There are advantages to providing early childhood services in formal education systems because they become more professionalized. There are uniform standards and they tend to have better educated teachers. On the flip side, it can become a downward extension of primary school and developmentally inappropriate, so there is a tradeoff.
Flanagan: I do think the U.S. has made great changes in the past 10 to 20 years, in ECEC even the past five years, in early childhood education in terms of enrollment, offerings, quality, and conceptualization of services. Examples of this we see is states moving toward offering universal prekindergarten programs to four-year-olds and states developing early learning standards for children specifically designed for the years leading up to kindergarten.
How do teacher salaries stack up?
Dinkes: One of the interesting findings in the OECD report is that U.S. teachers are paid well compared to OECD teachers. At the same time, U.S. teachers are paid poorly compared to their similarly educated peers within the U.S. Teachers in the U.S. with bachelor’s and master’s degree were paid less than professionals with the same educational attainment.

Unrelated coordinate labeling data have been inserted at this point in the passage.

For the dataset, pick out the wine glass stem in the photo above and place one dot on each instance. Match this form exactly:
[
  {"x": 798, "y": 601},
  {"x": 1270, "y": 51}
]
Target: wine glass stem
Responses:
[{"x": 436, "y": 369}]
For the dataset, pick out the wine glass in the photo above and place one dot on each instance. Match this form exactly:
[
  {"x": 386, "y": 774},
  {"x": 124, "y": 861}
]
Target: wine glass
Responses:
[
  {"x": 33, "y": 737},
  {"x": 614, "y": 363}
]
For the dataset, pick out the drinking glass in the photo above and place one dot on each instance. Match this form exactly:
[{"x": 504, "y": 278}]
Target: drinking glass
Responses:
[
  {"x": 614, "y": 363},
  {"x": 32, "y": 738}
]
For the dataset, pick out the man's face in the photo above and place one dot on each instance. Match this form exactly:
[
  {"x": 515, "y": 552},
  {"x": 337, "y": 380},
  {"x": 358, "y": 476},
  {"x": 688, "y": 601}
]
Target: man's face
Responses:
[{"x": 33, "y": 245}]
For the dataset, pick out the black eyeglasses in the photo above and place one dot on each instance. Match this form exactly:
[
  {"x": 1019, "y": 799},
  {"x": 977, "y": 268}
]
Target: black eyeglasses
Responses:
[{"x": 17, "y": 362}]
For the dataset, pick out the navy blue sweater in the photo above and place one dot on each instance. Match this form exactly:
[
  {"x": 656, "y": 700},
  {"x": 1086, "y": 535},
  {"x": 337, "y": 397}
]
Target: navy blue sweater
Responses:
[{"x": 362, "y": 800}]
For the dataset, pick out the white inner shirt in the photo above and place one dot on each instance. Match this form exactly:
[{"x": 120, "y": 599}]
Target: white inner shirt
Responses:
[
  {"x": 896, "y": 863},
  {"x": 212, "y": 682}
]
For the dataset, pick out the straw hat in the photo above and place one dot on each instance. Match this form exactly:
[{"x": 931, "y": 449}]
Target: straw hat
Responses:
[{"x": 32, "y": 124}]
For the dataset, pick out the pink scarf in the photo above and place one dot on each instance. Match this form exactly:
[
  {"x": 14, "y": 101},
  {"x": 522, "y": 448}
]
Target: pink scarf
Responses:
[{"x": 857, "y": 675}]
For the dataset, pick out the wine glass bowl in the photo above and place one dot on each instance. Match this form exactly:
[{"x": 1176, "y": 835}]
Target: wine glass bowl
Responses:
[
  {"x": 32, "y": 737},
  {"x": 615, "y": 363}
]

This is important because we know that teacher quality has the largest single impact on student achievement. In countries where there’s less of a difference between what teachers make and what the workforce makes, we would expect a higher quality pipeline of teachers.
About the Experts
- Rachel Dinkes, principal researcher, is responsible for collecting, submitting, and presenting U.S. data for the report through her work with the U.S. Department of Education, National Center for Education Statistics (NCES). She also serves as a member of the OECD Education Working Party.
- Kristin Flanagan, managing researcher, specializes in early childhood development, education, and assessment, with an emphasis on research methods. She provides expert support to NCES, for the U.S. studies of early childhood development and education.
- Elizabeth Spier, principal researcher, designs and manages large-scale U.S. and international studies that evaluate the effectiveness of programs and interventions designed to improve developmental and educational outcomes for children.